College football’s transfer portal re-opens this week in a climate with fewer restrictions to player movement than ever before, and after months of confusion, the NCAA could be close to simplifying its transfer rules for good to keep the current player freedoms in place long-term.

At a meeting that begins Wednesday, the NCAA’s Division I Council will have an opportunity to adopt emergency legislation that would allow all undergraduate athletes to transfer and play immediately as long as they meet specific academic requirements, formally ushering in an era of unlimited free transfers for most athletes.

The previous NCAA rule allowed every athlete the ability to transfer one time and play right away, but it also required that athletes sit out for a year before playing for any subsequent transfer. That rule took effect in April 2021, just two months before the organization dropped its rules barring athletes from profiting off their name, image and likeness (NIL) rights. Together, those changes helped create an environment that college sports lifers have compared to free agency in professional sports.

But the NCAA intended to draw a hard line at one free transfer for undergraduates under the new system, and when some high-profile athletes applied for waivers to transfer a second time without the sit-out penalty and were rebuffed, high-profile public relations battles ensued between schools themselves and the NCAA. One especially public example was North Carolina’s fight to get receiver Tez Walker eligible, which the NCAA relented on in October citing “new information” but not without harsh words for the school’s aggressive approach to campaigning for its player.

Those conflicts came to a head in early December 2023, when a coalition of seven state attorneys general sued the NCAA in the U.S. District Court for the northern district of West Virginia, arguing that the NCAA’s rule requiring multi-time transfer athletes to sit out a year in residence violates antitrust law. Federal judge John Preston Bailey issued a temporary restraining order that was later converted to a preliminary injunction allowing all multi-time transfer athletes in winter and spring sports to play immediately without fear of reprisal.

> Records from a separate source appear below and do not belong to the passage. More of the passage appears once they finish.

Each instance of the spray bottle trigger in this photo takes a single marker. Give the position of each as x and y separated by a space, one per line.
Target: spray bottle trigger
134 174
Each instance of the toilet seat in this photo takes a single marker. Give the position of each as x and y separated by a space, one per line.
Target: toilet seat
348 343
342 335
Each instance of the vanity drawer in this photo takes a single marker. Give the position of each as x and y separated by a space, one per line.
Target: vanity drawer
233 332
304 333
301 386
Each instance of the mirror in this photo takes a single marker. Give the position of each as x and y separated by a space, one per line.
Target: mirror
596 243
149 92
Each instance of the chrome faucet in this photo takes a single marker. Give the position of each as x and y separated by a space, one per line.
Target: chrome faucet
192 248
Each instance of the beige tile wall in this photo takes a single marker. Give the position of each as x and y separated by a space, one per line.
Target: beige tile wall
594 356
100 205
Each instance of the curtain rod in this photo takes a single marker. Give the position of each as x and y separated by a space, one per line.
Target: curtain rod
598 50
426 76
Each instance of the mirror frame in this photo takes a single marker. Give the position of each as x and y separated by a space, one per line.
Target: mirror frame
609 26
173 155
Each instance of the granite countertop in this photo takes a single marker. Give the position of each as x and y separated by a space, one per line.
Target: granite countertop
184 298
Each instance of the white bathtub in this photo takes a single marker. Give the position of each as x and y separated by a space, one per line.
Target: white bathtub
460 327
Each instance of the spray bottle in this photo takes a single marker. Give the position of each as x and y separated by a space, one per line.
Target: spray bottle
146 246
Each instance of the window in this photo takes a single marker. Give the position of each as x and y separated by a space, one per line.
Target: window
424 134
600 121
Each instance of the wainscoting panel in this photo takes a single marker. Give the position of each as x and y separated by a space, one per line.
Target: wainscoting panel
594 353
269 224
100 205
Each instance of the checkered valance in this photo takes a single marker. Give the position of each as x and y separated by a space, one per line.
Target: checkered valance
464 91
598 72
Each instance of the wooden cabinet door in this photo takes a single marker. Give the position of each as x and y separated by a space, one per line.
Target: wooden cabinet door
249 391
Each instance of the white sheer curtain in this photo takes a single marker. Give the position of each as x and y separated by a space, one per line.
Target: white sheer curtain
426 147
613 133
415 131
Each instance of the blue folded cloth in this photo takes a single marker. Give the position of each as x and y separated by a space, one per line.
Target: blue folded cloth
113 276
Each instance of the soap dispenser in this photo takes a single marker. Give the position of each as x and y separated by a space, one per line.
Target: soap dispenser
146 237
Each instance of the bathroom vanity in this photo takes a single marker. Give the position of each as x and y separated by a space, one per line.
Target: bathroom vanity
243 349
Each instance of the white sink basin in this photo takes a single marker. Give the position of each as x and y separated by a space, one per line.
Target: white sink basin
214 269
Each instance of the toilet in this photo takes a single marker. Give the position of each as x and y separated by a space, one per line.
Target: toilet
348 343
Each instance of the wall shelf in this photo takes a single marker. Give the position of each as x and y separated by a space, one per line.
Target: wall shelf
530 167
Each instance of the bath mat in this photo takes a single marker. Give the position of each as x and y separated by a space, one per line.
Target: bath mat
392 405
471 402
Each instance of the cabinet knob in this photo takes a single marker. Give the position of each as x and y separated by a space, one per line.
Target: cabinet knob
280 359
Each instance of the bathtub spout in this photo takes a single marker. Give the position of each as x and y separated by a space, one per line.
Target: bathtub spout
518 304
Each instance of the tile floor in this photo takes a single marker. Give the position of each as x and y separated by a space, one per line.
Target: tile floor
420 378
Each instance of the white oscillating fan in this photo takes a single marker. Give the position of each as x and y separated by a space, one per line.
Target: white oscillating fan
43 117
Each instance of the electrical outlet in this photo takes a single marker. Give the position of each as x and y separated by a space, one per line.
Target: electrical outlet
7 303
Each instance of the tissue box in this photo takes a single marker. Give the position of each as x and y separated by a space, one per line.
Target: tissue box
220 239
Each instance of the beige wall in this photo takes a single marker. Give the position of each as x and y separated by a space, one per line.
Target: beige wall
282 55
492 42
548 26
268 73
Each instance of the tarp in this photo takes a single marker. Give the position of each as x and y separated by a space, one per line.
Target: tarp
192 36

The NCAA soon agreed to extend immediate eligibility to multi-time transfers in football and other fall sports who move on before the end of the 2023-24 academic calendar, in order to keep its rules consistent across sports.

Since then, athletes and schools have been operating as if those freedoms would remain in place indefinitely. But the official status of transfers past the 2023-24 academic year remained uncertain — until this week.

The new transfer rule would retain the structure of transfer windows, which differ by sport but require that transferring athletes notify their current school of their intent to transfer during a designated period of time. Graduate transfers can enter the transfer portal at any time but need to be in the portal by the end of their sport-specific transfer window in order to be immediately eligible for the following season. The new system is also expected to retain some form of academic benchmarks athletes must meet to leave their current school.

No athlete can transfer in the middle of his or her sport’s season and be eligible to compete on a second team in the same season. The SEC also continues to enforce a conference-level rule preventing players from transferring to another school within the conference during the spring window without sitting out a season. But otherwise, the next two weeks bring opportunity, uncertainty and a historic variety of options.